Василий ответил майору, что «понял», а сам потихоньку упрекнул партизан:

— Ну и командование у вас! Немцы под носом, а вы приказа ждете!..

Чувствовалось, что между партизанами возникли разногласия. Юзеф косился на наших разведчиков. Он уже не пытался командовать и распоряжаться, как делал это несколько месяцев назад.

Чем-то обеспокоенные, немцы усилили патрулирование дорог. Партизанам пришлось затаиться.

Дождливыми смутными вечерами мы лежали или сидели в бункере. В нашей жизни, где на нескольких метрах землянки все было переговорено, пересказано, где с нетерпением ждали наступления темноты и плохой погоды, большую радость приносила песня. Чаще и громче обычного пели «Гураля». В этой песне бедного, придавленного нуждой крестьянина-горца жила извечная народная тоска о родной земле, о лучшей доле. Долгим-долгим тревожным криком звучал призыв: «Гуралю, врацай до галь!..»

В такие минуты я особенно сильно чувствовала, как беспредельно, со всем пылом души люблю свою землю. Да, да, землю — метровый слой черной, жирной рязанской земли на краю оврага. Я так ясно представляла себе эту землю, что даже шевелила пальцами, как бы разминая ее…

Собирается на задание группа — Людвик, Зайонц и другие. Разбирают железнодорожный путь и пускают под откос состав. Железная дорога на участке Краков — Тешин не работала десять часов. А через день нам пришлось срочно переходить в другой бункер, заготовленный заранее на всякий случай: немцы вновь устроили облаву. Но нас успели вовремя предупредить — полиция вернулась в село ни с чем.

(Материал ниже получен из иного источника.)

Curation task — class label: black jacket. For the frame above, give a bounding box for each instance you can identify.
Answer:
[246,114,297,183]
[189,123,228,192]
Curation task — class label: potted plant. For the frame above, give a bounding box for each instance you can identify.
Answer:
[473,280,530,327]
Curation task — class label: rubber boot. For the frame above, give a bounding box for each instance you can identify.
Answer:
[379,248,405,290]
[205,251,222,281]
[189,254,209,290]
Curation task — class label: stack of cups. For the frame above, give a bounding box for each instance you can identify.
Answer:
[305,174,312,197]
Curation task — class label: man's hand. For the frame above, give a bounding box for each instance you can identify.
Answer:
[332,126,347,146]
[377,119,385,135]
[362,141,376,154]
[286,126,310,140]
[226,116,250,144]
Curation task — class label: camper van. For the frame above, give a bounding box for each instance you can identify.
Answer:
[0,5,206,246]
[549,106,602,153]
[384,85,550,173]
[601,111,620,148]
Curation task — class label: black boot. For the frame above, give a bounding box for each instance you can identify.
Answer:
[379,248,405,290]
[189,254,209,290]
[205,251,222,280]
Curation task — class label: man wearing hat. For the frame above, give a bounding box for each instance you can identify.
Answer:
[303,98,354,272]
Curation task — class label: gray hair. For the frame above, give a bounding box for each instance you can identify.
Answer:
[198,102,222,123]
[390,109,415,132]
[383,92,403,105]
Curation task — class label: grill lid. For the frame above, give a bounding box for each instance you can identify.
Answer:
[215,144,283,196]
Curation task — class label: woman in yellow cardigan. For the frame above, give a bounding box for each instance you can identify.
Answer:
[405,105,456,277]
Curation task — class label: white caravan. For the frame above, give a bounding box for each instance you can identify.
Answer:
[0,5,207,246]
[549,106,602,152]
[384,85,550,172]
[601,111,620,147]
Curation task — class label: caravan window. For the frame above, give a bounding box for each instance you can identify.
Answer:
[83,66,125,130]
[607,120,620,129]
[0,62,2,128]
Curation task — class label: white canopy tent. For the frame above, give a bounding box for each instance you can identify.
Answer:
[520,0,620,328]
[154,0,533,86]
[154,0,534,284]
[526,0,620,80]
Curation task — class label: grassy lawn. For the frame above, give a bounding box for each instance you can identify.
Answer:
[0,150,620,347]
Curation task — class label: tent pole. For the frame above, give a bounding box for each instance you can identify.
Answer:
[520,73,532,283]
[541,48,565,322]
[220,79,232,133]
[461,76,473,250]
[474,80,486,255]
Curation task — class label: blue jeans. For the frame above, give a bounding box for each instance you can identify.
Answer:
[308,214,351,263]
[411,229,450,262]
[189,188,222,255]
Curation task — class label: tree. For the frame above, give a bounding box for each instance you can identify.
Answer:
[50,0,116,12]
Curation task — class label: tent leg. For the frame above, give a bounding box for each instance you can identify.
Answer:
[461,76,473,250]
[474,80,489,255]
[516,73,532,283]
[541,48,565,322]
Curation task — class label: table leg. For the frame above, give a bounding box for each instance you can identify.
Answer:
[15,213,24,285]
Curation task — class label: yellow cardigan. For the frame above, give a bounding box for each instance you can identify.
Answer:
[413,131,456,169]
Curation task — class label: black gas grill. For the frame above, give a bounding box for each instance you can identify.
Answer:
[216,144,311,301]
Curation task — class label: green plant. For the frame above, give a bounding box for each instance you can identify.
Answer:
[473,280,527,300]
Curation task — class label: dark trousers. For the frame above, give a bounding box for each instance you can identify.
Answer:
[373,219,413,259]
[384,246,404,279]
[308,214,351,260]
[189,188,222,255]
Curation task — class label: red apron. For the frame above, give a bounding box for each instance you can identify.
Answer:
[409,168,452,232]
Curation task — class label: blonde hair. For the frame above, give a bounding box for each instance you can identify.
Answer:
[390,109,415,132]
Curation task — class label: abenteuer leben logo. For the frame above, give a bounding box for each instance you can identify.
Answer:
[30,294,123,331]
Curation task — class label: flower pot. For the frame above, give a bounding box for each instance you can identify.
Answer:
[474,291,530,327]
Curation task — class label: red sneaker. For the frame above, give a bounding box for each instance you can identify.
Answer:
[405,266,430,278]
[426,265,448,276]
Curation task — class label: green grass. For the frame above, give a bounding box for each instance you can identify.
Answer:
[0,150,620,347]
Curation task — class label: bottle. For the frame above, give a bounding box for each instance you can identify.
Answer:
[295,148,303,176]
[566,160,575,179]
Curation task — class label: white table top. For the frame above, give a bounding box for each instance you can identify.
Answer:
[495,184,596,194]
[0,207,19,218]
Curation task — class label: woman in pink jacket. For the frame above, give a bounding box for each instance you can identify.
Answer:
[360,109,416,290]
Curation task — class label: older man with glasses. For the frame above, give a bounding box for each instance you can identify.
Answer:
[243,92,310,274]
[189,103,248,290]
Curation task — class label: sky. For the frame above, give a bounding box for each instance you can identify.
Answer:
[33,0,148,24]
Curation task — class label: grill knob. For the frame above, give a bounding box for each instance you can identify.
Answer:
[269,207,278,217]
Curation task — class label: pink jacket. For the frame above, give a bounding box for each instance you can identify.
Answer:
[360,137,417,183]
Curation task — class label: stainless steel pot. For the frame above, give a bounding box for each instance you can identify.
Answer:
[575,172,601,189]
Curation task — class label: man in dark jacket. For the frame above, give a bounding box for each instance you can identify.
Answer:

В эти же дни заболел Василий. Он метался на постели, бредил, смотрел на меня мутными глазами и тихо шептал:

— Асенька, пить…

У нас не было лекарств и не было возможности сходить за ними в село. Мне не хотелось, чтобы партизаны видели Василия таким больным и слабым. Я помогла ему перебраться в мой уголок, через каждые двадцать — тридцать минут меняла холодный компресс на голове, старалась загородить от света, от людей. Иногда он засыпал, но ненадолго. Вероятно, и во сне его преследовали кошмары, потому что он, тяжело дыша, просыпался, пытался встать, падал на подушку и опять просил:

— Асенька, пить…

Так продолжалось более суток. На вторую ночь я не выдержала и задремала. Какой-то внутренний толчок заставил меня открыть глаза. Василий лежал, глядя в потолок. Неярким, голубоватым пламенем горела карбидка. Лицо Василия, казалось, тоже было синеватого цвета. Я наклонилась над ним… дыхание ровное.

— Василь… Ну как, Василь?

И он вдруг начал говорить. Я слушала его, не прерывая, а сердце сжималось, хотелось кричать… Он рассказывал медленно, отчетливо выговаривая каждое слово:

— Асенька… этого я никому еще не говорил… Я тогда только закончил учебу в немецкой школе, мы дежурили на шоссе, недалеко от станции. Часа в два ночи слышим: самолет над нами кружит. Потом полетел куда-то в сторону. В это время, как нарочно, луна выглянула из-за облака, и мы увидели спускающийся почти прямо на нас парашют и человека под ним. Солдат схватился за автомат и дал очередь… Я вырвал у него из рук автомат, крикнул, что мы должны поймать живых парашютистов… А он громко хохотал и орал: «Попал! Попал!»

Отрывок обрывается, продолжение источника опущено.